Exclusion criteria were applied to reduce confounding from secondary hypoalbuminemia due to primary organ failure: (1) albumin <35 g/L within the first 24 hours of admission; (2) severe hepatic dysfunction (decompensated cirrhosis or Child-Pugh score ≥7 [class B/C]);24 (3) severe renal dysfunction (eGFR <30 mL/min/1.73 m2, CKD stage 4–5, or nephrotic syndrome); (4) other acute high-consumption conditions within the preceding 4 weeks (major surgery, severe burns, or severe non-respiratory infections such as sepsis or peritonitis); and (5) missing data: no albumin measurement within the first 24 hours of admission or >20% missingness in key predictors.

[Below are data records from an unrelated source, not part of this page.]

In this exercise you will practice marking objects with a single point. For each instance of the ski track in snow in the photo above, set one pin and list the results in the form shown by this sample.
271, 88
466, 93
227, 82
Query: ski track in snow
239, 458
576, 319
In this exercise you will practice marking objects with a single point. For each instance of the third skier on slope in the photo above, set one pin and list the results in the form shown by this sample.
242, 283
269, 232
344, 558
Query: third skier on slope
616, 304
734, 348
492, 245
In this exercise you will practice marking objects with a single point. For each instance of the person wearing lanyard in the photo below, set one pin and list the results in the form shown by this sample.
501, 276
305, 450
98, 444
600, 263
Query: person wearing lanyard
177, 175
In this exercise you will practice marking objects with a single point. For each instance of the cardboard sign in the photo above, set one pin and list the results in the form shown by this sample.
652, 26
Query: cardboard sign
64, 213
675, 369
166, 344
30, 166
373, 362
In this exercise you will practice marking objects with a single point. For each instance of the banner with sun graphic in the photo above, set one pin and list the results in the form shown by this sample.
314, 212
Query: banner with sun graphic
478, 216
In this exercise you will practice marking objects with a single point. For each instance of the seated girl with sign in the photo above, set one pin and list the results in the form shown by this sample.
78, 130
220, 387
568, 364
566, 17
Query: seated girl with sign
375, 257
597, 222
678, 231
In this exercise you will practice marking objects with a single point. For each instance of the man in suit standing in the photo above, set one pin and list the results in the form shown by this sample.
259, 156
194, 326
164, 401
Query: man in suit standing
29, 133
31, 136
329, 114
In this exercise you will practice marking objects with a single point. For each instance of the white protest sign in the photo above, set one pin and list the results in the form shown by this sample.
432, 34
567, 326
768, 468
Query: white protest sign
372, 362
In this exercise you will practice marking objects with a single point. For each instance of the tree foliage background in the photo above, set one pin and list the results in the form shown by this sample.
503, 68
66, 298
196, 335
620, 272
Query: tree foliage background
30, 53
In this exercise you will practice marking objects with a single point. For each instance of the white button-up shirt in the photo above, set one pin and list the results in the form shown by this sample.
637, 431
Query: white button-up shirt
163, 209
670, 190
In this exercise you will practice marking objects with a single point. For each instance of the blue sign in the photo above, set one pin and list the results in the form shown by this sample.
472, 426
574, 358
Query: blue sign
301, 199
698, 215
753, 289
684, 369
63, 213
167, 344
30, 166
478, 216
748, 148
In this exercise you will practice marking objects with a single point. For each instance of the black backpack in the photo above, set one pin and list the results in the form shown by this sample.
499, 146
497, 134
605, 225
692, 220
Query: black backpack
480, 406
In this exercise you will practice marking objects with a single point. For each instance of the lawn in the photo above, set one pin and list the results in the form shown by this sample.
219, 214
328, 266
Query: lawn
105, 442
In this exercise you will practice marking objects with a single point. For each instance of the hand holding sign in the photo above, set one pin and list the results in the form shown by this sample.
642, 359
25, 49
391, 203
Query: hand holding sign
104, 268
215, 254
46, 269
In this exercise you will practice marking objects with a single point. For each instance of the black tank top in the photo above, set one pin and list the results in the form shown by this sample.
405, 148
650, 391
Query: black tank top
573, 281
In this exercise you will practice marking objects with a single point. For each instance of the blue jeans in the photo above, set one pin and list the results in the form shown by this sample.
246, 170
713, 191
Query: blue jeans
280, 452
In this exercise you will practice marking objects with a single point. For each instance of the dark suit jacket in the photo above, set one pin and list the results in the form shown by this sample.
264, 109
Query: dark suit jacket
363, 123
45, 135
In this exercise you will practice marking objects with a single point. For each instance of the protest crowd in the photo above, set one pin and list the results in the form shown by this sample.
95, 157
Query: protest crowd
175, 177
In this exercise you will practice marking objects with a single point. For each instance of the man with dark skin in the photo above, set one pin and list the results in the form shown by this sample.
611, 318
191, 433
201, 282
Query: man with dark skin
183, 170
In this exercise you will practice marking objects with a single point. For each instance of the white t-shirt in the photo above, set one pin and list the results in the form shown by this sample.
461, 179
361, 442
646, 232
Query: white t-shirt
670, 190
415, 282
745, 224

Sample Size and Data Preprocessing

We used the events-per-variable (EPV) principle to assess sample adequacy. With eight predictors in the final model and 235 outcome events, EPV was ~29.3 (235/8), exceeding the commonly recommended threshold (≥10), suggesting adequate sample size to reduce overfitting. Missing values were addressed by multiple imputation, and all analyses were performed on imputed datasets.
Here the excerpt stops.